December Edition, Statewide Nagaland, Partha Prawal
In a historic move, on November 24, 2016, Nagaland revoked a 2012 resolution passed by the state assembly, and will now join the rest of the country in implementing reservation for women in local bodies. Northeast Today reports
Few scattered notes
According to the NCRB data for 2015-16, the State of Nagaland was considered as the safest state in the country for women with the registration of minimal numbers of crimes against women. The young men and boys here readily leaves their seats to the elderly and young ladies in public buses even though there is no seat reservation for women in the buses. In a nutshell we can say that gender equality in Nagaland is very much prevalent and in almost all sectors women walk shoulder-to-shoulder with men. But when it comes to the political representation of women in Nalagaland the scenario is however completely opposite! But a recent Supreme Court verdict is certain to make a sea change.
Despite being a state having the highest literacy rate in case of women, they are however mostly absent from every single political process. It is the only state in the country that has never had any woman MLA and even though every village and tribe has its own women’s wing, yet the village councils have no women representatives. Even the Naga Hoho – Naga tribe’s supreme decision- making body- also is void of any women representative. Thus, the November 24 decision is not only historic, but it is also certain to dawn a new chapter in the political and gender equality history of the state.
If we travel back to time then we will come to know that Nagaland in 1969 had two women candidates in the state Assembly polls and thereafter 12 more women have contested in Assembly elections intermittently in the 53 years of Statehood (highest being in the 2008, when 4 women candidates were in the fray). And in 1977, Rano M Shaiza became the first and only woman from Nagaland to get elected either in a state or union election. But since then the trend has been a depressing one. The women were either destined to lose or they were fielded as a token candidate. Summarising it all, we can say that a platform for women to contest or participate in the electoral process was considered next to impossible owing to the prevailing societal and institutional system.
The victory, however, was not an easy one and there has been a long history behind this achievement and in the road leading to this victory, the Naga Mothers’ Association (NMA) has have played a very crucial role.

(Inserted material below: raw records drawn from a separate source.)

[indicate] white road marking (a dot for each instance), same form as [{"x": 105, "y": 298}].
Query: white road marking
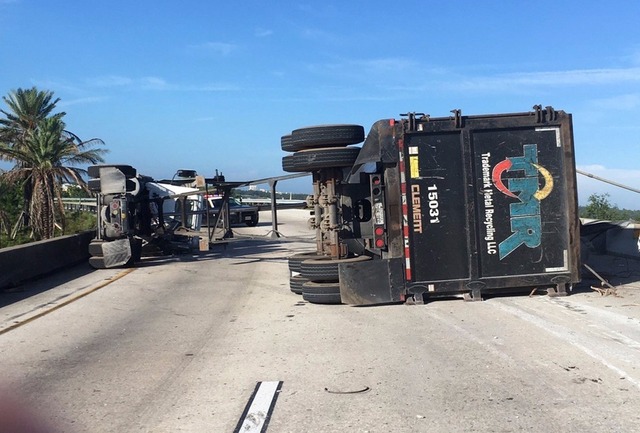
[{"x": 255, "y": 418}]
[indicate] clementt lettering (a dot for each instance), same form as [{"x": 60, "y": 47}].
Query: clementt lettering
[{"x": 416, "y": 205}]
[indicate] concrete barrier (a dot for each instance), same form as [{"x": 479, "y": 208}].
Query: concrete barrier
[{"x": 25, "y": 262}]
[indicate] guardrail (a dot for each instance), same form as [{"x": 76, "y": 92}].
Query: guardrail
[
  {"x": 79, "y": 204},
  {"x": 89, "y": 204}
]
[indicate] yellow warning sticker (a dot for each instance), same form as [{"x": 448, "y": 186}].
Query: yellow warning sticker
[{"x": 414, "y": 167}]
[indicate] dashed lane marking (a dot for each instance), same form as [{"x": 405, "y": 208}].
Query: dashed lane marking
[{"x": 257, "y": 413}]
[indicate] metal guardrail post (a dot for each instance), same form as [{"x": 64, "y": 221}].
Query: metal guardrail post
[{"x": 274, "y": 209}]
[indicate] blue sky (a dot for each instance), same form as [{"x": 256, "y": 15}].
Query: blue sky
[{"x": 214, "y": 85}]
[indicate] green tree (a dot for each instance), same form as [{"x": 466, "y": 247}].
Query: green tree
[{"x": 44, "y": 154}]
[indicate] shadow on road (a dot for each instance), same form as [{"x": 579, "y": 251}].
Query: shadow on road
[{"x": 33, "y": 287}]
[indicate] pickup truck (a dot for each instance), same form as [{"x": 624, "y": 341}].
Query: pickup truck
[
  {"x": 436, "y": 207},
  {"x": 238, "y": 213}
]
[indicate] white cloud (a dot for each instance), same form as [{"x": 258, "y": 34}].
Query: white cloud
[
  {"x": 619, "y": 102},
  {"x": 154, "y": 83},
  {"x": 222, "y": 48},
  {"x": 262, "y": 33},
  {"x": 82, "y": 101},
  {"x": 109, "y": 81}
]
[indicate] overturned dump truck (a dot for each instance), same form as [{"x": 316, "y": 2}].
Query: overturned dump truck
[
  {"x": 435, "y": 207},
  {"x": 136, "y": 211}
]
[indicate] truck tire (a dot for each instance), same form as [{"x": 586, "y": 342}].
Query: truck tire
[
  {"x": 316, "y": 159},
  {"x": 95, "y": 248},
  {"x": 253, "y": 221},
  {"x": 325, "y": 136},
  {"x": 295, "y": 284},
  {"x": 285, "y": 143},
  {"x": 296, "y": 259},
  {"x": 288, "y": 164},
  {"x": 326, "y": 269},
  {"x": 94, "y": 185},
  {"x": 128, "y": 171},
  {"x": 321, "y": 293},
  {"x": 97, "y": 262}
]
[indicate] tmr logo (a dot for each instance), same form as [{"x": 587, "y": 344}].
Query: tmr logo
[{"x": 526, "y": 223}]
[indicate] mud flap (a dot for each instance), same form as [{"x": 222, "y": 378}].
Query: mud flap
[
  {"x": 116, "y": 253},
  {"x": 372, "y": 282}
]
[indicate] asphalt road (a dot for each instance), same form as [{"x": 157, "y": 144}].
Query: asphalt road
[{"x": 179, "y": 344}]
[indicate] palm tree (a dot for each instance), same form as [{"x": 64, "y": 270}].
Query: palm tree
[
  {"x": 27, "y": 108},
  {"x": 44, "y": 160}
]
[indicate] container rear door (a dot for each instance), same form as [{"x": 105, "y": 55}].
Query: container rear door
[
  {"x": 522, "y": 216},
  {"x": 491, "y": 202}
]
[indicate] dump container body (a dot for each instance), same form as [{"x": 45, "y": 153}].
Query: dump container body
[{"x": 489, "y": 204}]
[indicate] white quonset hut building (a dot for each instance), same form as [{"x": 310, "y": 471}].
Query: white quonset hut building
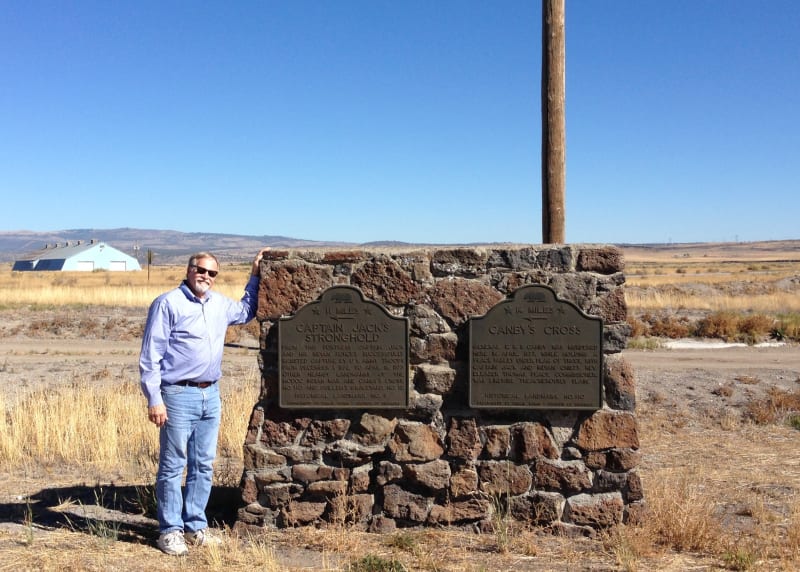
[{"x": 79, "y": 256}]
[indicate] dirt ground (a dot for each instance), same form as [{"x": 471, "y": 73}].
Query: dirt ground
[{"x": 685, "y": 392}]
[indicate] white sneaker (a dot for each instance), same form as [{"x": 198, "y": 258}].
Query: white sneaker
[
  {"x": 202, "y": 538},
  {"x": 172, "y": 543}
]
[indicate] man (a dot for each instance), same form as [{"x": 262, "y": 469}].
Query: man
[{"x": 180, "y": 365}]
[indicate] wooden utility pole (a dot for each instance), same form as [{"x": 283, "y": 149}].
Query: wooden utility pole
[{"x": 554, "y": 138}]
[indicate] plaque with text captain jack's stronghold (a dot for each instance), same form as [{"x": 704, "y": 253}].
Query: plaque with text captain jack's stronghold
[
  {"x": 535, "y": 351},
  {"x": 342, "y": 351}
]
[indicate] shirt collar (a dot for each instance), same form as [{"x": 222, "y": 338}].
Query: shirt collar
[{"x": 190, "y": 295}]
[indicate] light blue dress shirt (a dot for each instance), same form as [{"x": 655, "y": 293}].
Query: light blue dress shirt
[{"x": 184, "y": 336}]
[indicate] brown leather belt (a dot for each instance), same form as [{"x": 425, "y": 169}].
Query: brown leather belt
[{"x": 200, "y": 384}]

NMA was formed in 1984 and according to its constitution; every adult Naga woman automatically becomes its member by paying a nominal annual membership fee of Rs 1. Apart from taking up women issues of its eight member tribes, the NMA also takes up issues related to women from the non-Naga communities. The membership and the leadership of NMA is an ensemble group of women representing various sections of the society including housewives, working professionals, teachers, public servants etc.

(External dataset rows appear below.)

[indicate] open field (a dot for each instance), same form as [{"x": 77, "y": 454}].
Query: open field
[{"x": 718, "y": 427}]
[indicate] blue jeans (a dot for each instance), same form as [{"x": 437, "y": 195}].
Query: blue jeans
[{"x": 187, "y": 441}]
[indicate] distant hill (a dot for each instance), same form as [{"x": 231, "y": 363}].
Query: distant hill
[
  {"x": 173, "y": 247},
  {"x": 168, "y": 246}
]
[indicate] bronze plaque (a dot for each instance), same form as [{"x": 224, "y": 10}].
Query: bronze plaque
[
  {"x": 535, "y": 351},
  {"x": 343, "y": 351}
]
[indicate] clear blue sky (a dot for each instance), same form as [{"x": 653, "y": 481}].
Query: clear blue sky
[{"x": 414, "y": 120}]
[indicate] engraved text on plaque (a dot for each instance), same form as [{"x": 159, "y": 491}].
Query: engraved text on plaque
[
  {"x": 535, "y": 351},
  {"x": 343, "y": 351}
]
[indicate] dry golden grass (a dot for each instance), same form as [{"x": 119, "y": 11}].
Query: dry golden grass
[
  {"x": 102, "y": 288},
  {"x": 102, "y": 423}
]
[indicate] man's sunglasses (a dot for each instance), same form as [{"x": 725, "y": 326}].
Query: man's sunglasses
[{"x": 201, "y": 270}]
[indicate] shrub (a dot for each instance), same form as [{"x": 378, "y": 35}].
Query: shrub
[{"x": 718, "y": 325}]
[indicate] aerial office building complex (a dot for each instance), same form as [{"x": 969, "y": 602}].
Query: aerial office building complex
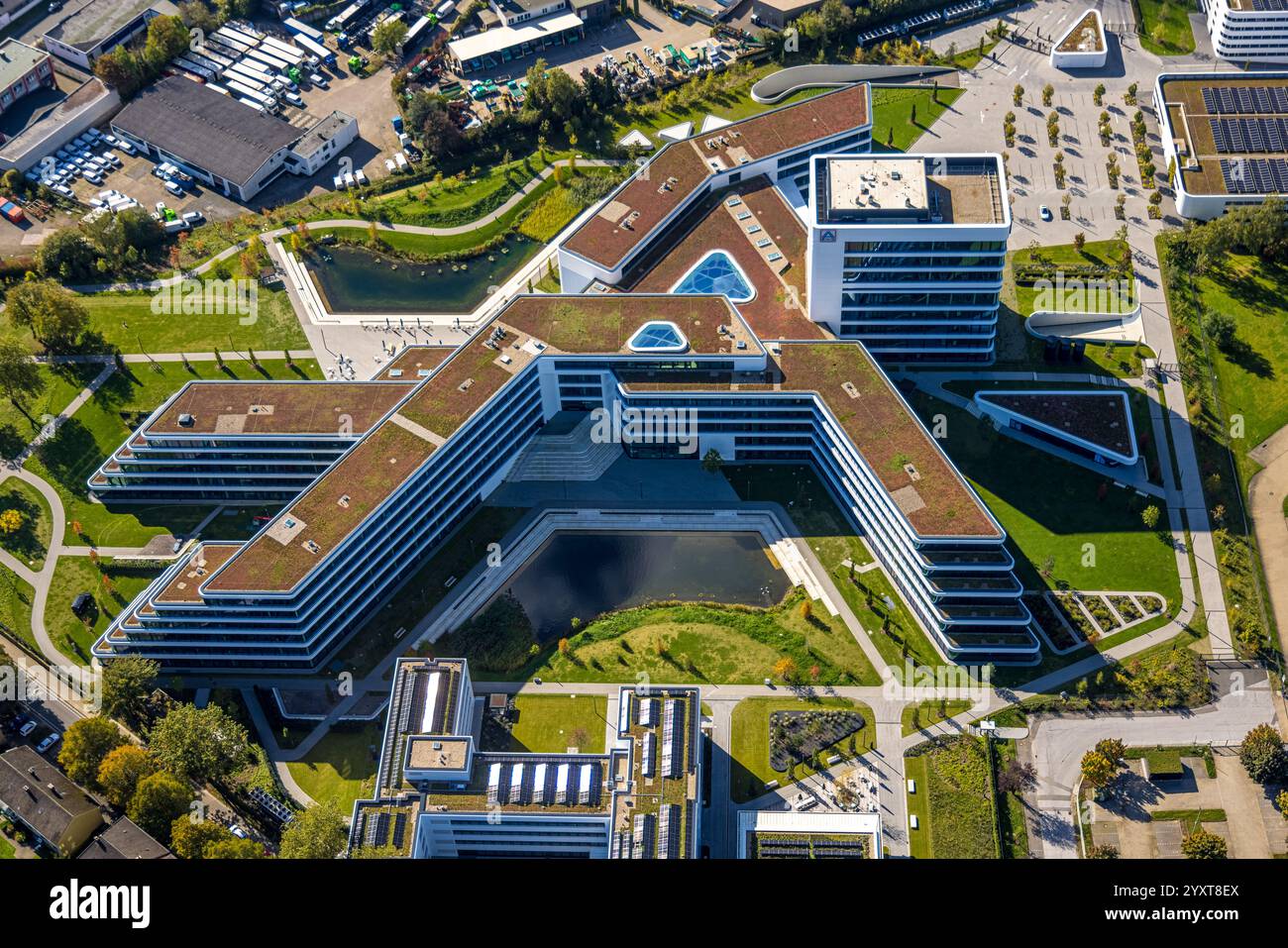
[{"x": 716, "y": 320}]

It is important to mention here that according to the Article 371 (A) of the Indian Constitution, the state of Nagaland is permitted to frame its own laws that align with its customary laws in certain issues. In 2006, the then Nagaland Government introduced 33 percent reservations for women in several urban local bodies. But when the NMA began to put pressure on the government to hold elections with quotas, the government expressedits hesitation and making its stand clear said that women reservation would be in conflict with the prevalent customary law. And thus, taking support of the special Constitutional provisions, the Nagaland Assembly in 2012 passed a resolution exempting the state from the application of Article 243(T), Part IX A of the Constitution, dealing with reservation of seats in municipalities. The state government’s stand was even upheld by the High Court and the NMA went on to appeal at the Supreme Court and on November 24 last the apex court gave its ruling in favour of the NMA, quashing the earlier HC verdict.
While talking to the press after the verdict was out, NMA’s advisor Rosemary Dzuvichu had said that the SC’s decision is a moment of pride for the Naga women and that it was a long struggle for the women o the state to get their Constitutional right. She added that she was positive of witnessing positive changes in Nagaland owing o this verdict.

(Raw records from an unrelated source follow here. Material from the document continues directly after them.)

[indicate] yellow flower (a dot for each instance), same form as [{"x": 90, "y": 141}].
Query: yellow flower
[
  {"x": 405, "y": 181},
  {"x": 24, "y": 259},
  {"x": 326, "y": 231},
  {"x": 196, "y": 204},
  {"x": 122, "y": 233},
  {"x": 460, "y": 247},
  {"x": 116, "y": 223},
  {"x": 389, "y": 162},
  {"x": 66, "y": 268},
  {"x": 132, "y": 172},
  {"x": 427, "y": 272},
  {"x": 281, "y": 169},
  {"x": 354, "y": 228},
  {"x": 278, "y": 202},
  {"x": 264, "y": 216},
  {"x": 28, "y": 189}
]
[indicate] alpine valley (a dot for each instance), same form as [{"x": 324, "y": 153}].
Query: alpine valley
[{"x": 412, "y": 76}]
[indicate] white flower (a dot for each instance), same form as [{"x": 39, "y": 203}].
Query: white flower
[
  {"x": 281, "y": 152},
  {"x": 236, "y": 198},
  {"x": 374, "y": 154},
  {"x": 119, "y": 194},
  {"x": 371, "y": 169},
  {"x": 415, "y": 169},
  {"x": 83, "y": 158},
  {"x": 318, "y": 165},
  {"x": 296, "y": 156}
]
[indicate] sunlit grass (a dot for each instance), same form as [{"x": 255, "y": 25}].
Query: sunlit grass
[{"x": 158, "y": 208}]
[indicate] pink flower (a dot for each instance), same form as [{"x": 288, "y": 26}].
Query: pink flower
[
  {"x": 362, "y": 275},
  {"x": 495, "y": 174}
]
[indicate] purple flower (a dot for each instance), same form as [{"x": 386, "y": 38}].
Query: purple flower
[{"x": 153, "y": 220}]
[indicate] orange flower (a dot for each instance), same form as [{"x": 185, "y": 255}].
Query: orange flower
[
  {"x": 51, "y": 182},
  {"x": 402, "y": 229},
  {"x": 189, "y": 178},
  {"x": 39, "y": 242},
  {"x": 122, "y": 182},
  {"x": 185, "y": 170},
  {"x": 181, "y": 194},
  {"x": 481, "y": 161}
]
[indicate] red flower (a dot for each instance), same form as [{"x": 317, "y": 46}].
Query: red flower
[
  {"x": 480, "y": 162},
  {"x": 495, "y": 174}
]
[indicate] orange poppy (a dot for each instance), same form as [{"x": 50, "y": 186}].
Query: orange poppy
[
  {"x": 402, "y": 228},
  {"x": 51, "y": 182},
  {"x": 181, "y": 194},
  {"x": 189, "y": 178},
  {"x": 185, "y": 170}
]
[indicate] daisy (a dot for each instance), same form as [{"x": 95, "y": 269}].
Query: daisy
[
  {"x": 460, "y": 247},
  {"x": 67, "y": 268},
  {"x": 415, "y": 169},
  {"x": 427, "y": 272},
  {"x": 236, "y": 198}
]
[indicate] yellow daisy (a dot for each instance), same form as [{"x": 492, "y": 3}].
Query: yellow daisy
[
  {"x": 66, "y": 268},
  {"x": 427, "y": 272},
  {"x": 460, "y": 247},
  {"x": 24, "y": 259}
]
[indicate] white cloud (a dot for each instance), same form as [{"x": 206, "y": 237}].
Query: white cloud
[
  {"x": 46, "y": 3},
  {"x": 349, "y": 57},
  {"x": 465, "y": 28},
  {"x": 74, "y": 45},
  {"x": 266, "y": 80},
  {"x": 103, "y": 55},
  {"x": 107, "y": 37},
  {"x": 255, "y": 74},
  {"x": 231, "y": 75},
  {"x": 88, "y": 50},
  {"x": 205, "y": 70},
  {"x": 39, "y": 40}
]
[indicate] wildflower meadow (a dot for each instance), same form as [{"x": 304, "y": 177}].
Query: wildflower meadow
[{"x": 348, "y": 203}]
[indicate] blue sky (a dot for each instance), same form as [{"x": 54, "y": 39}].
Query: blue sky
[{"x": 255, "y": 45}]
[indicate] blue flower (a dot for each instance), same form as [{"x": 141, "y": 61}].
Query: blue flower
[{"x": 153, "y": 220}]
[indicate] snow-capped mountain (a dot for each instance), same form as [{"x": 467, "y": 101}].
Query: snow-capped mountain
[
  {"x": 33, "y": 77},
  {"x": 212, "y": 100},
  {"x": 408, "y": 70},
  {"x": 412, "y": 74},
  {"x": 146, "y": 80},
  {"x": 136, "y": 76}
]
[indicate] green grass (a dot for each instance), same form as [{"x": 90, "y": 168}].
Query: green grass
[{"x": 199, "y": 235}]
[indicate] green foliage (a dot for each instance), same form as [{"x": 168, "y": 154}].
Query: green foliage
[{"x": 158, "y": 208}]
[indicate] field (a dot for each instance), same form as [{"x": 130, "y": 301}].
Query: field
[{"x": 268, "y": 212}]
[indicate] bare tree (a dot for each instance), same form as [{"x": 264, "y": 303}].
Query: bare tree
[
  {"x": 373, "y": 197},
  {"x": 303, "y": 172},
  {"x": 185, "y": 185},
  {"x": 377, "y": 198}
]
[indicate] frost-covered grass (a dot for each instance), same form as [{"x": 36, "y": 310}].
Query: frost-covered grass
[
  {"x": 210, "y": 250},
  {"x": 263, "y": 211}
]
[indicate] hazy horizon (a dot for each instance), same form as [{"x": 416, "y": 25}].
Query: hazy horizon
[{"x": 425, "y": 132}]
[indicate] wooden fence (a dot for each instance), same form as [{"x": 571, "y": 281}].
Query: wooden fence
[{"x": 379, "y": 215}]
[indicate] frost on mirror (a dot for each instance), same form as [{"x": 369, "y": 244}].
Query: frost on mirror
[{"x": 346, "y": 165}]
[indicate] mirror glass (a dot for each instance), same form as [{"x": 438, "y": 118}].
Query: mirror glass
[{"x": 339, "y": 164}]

Not just Dzuvichu, even the common Naga woman, who is not related to any organisation or has never ever thought of taking part in the electoral process, has expressed her happiness and satisfaction on the Supreme Court’s decision. For a common Naga woman, the decision not just brings her to the gender equality map, but it also squashes prevalent patriarchal societal customs and traditions. The social barriers that have prevented women from participating in politics need to be corrected and the Supreme Court’s verdict is a right step taken in this direction.
Here, a thing must be understood well that the reservation for women, a supposedly “weaker section”, must not be considered as a charitable grant. It must be seen as an impetus in creating equality in policy and decision making process.